La précarité pour tous !

... sauf pour quelques uns
CHRONIQUE
par  P. VINCENT
Mise en ligne : 4 novembre 2005

On ne parlait en août que des expulsions d’immigrés. Mais j’ai aussi assisté dans cette période à l’expulsion d’un copain français de son appartement dans le XVème.

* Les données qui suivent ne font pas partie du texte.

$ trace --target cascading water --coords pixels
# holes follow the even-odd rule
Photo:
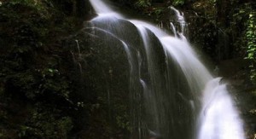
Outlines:
[[[98,16],[85,27],[118,40],[126,53],[131,138],[145,138],[149,131],[165,139],[244,139],[225,85],[196,58],[183,36],[186,23],[179,11],[170,7],[180,24],[180,38],[172,23],[175,37],[147,22],[126,20],[102,0],[90,1]],[[140,44],[127,35],[129,27],[137,29]]]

C’est un ingénieur comme moi. Il avait été à la bonne époque directeur technique d’une société sous-traitante de la sidérurgie qui avait des ateliers en Lorraine et à Dunkerque. Il avait aussi longtemps travaillé à l’étranger et n’avait pas trouvé le temps de s’acheter un pied-à-terre à Paris lorsque les prix étaient encore abordables. Il s’accommodait donc de payer un loyer élevé et n’imaginait pas que son bailleur chercherait soudain à l’expulser pour réaliser tout de suite une bonne affaire. J’avais jeté un coup d’œil sur son dossier et, tout autant qu’à son avocat, il me paraissait dans son bon droit. Pourtant, le 30 août au matin, il a vu débarquer chez lui un huissier et un commissaire de police, et il m’a alors appelé, peu de ses amis étant à ce moment-là à Paris et son avocat étant injoignable pendant les vacances. Éconduit par l’huissier et le commissaire, je n’ai pu qu’attendre assis sur le paillasson la fin de l’inventaire. Lorsque ceux-ci eurent refermé derrière eux l’appartement après avoir fait changer la serrure, je redescendis avec mes amis qui, complètement sonnés, s’engouffrèrent aussitôt dans leur voiture pour fuir ce cauchemar.

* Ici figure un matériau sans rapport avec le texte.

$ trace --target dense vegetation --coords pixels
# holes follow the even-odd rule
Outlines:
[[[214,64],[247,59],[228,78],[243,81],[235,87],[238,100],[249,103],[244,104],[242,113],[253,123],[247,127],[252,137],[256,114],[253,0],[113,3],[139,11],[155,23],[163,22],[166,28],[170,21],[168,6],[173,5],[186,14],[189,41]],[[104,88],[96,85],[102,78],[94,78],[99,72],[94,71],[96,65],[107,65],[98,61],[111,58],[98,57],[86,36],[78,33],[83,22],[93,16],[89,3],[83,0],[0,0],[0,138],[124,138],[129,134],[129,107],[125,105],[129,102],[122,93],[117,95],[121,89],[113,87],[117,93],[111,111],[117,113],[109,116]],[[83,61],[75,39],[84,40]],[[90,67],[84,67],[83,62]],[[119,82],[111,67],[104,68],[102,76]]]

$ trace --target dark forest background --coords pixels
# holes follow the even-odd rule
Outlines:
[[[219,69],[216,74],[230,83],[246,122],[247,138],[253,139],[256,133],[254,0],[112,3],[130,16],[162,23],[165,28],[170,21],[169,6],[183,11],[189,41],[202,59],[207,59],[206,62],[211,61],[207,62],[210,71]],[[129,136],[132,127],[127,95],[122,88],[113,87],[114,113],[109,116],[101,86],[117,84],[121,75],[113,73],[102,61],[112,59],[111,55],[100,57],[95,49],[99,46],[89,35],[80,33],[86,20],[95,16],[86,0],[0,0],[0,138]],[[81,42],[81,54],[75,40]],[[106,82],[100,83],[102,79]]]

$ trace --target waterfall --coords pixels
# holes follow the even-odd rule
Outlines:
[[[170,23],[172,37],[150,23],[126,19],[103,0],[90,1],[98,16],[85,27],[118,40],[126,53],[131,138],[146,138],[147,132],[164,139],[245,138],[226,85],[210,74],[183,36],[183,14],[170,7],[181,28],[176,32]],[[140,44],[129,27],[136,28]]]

Ayant émis l’idée qu’une histoire aussi choquante mériterait un communiqué à la presse, la femme de mon copain a vivement manifesté son désaccord :

 Oh non pas ça, pas de scandale, j’aurais honte.

 Honte pour quoi ? Parce que ton appart. fait pas 600 mètres carrés [1] ?

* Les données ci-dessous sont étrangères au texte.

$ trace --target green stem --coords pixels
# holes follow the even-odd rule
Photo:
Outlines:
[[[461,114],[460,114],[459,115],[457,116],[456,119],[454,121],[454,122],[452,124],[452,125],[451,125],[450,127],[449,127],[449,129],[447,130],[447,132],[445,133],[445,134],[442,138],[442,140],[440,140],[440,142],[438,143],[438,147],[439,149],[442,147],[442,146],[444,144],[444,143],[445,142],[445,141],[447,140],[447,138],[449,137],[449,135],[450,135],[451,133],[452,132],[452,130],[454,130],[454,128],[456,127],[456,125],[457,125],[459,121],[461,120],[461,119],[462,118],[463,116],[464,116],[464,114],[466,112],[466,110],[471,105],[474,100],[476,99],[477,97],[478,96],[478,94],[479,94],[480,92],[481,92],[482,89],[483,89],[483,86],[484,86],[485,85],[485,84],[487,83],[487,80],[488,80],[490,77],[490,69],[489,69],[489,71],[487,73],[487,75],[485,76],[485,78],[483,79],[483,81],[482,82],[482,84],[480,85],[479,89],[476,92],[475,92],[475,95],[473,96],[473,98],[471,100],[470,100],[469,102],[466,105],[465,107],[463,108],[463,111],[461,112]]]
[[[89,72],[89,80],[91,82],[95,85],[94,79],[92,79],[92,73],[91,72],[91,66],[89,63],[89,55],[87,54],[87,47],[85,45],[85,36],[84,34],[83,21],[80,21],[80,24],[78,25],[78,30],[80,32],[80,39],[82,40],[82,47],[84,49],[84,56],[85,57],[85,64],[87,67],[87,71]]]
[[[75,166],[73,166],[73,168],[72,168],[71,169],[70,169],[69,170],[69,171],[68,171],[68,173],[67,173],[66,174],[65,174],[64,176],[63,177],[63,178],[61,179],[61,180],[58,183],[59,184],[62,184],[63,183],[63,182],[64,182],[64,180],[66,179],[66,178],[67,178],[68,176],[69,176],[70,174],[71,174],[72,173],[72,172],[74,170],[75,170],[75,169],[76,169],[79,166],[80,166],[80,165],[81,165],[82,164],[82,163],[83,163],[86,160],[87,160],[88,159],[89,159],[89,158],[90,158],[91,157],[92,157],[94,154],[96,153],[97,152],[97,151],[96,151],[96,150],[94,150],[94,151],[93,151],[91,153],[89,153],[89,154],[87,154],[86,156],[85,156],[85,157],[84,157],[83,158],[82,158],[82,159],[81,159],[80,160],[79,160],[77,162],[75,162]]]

J’ai connu l’époque où les cadres avaient honte d’être au chômage. Surtout qu’ils avaient été habitués à entendre dire, et peut-être l’avaient-ils dit eux-mêmes, que les chômeurs étaient tous des bons à rien et des feignants. C’est l’époque où un de mes meilleurs amis, laissé deux fois de suite sur le carreau par des employeurs indélicats, avait fini par se suicider. Et puis les cadres en ont pris l’habitude. C’est devenu tellement banal qu’ils ont fini par comprendre que cela faisait partie du système, pour eux comme pour les autres, et que cela n’avait rien d’infâmant. Il va peut-être falloir qu’ils s’habituent de même à se retrouver à la rue, comme tous ceux, depuis les smicards, dont le loyer qui grimpe se rapproche de plus en plus d’un salaire qui stagne, et encore sauf accident.

*

Voici la situation ubuesque dans laquelle s’est trouvé un jour un autre de mes amis. Docteur en sciences physiques, certifié de Sup Elec en optoélectronique, parlant l’anglais, le malais, l’indonésien, le “mandarin” et un peu l’arabe, ce jeune retraité me faisait part en 1998 de la demande de rempiler qu’il venait d’adresser à son dernier employeur, la Thomson. J’ai gardé copie de sa lettre : « Pourquoi à 67 ans suis-je tenu de me maintenir en activité pendant, au minimum, les cinq ans à venir ? - C’est pour moi d’une nécessité vitale pour pouvoir soutenir les efforts de mes cinq enfants face aux problèmes actuels de l’emploi. Leurs âges s’échelonnent de 42 à 25 ans. Le plus âgé est au chômage et peine à retrouver un poste d’ingénieur. Ma fille aînée, ingénieur de Sup-Elec, 39 ans, mère de deux enfants, et avec un mari malade du cœur, va probablement être licenciée, la filiale française de la compagnie pour laquelle elle travaille fermant à la fin de l’année. Et les deux derniers n’ont pas terminé leurs études supérieures.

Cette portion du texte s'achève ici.